By discovering a new printable biomaterial that can mimic properties of brain tissue, Northwestern University researchers are now closer to developing a platform capable of treating these conditions using regenerative medicine.
A key ingredient to the discovery is the ability to control the self-assembly processes of molecules within the material, enabling the researchers to modify the structure and functions of the systems from the nanoscale to the scale of visible features. The laboratory of Samuel I. Stupp published a 2018 paper in the journal Sciencewhich showed that materials can be designed with highly dynamic molecules programmed to migrate over long distances and self-organize to form larger, "superstructured" bundles of nanofibers.
Now, a research group led by Stupp has demonstrated that these superstructures can enhance neuron growth, an important finding that could have implications for cell transplantation strategies for neurodegenerative diseases such as Parkinson's and Alzheimer's disease, as well as spinal cord injury.

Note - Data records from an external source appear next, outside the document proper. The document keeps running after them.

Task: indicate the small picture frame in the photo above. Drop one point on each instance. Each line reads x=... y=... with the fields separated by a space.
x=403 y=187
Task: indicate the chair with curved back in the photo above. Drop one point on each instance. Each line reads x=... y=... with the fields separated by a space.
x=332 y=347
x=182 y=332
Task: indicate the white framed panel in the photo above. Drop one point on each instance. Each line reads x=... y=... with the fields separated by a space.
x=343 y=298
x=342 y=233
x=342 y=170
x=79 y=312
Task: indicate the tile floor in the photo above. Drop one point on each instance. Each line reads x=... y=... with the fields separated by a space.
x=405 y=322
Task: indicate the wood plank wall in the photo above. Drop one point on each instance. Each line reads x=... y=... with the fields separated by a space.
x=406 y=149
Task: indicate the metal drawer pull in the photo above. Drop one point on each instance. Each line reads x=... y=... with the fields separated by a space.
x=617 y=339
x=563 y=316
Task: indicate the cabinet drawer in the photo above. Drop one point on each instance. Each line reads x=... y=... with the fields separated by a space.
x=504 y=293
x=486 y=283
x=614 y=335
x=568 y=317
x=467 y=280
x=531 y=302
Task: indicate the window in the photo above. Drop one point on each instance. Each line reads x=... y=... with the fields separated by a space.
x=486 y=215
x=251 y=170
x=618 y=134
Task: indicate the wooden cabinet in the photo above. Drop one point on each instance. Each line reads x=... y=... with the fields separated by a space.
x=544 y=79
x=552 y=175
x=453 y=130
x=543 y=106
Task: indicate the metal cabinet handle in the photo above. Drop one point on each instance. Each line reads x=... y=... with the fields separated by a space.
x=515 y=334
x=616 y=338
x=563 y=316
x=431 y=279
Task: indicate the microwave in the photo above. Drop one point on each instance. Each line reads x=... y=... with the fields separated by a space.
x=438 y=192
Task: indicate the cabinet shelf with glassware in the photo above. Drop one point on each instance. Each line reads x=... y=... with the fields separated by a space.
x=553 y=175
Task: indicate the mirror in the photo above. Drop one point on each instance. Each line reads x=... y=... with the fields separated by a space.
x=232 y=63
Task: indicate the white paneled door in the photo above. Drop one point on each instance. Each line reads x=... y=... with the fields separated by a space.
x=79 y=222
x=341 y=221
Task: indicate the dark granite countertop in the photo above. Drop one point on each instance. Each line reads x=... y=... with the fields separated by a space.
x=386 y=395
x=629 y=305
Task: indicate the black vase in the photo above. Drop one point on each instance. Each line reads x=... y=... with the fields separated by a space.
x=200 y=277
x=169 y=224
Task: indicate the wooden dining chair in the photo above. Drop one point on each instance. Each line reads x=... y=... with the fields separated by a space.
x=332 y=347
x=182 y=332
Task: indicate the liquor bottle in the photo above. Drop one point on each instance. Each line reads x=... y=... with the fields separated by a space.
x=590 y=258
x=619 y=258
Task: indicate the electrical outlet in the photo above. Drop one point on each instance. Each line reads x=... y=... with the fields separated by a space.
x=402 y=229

"This is the first example where we've been able to take the phenomenon of molecular reshuffling we reported in 2018 and harness it for an application in regenerative medicine," said Stupp, the lead author on the study and the director of Northwestern's Simpson Querrey Institute. "We can also use constructs of the new biomaterial to help discover therapies and understand pathologies."
A pioneer of supramolecular self-assembly, Stupp is also the Board of Trustees Professor of Materials Science and Engineering, Chemistry, Medicine and Biomedical Engineering and holds appointments in the Weinberg College of Arts and Sciences, the McCormick School of Engineering and the Feinberg School of Medicine.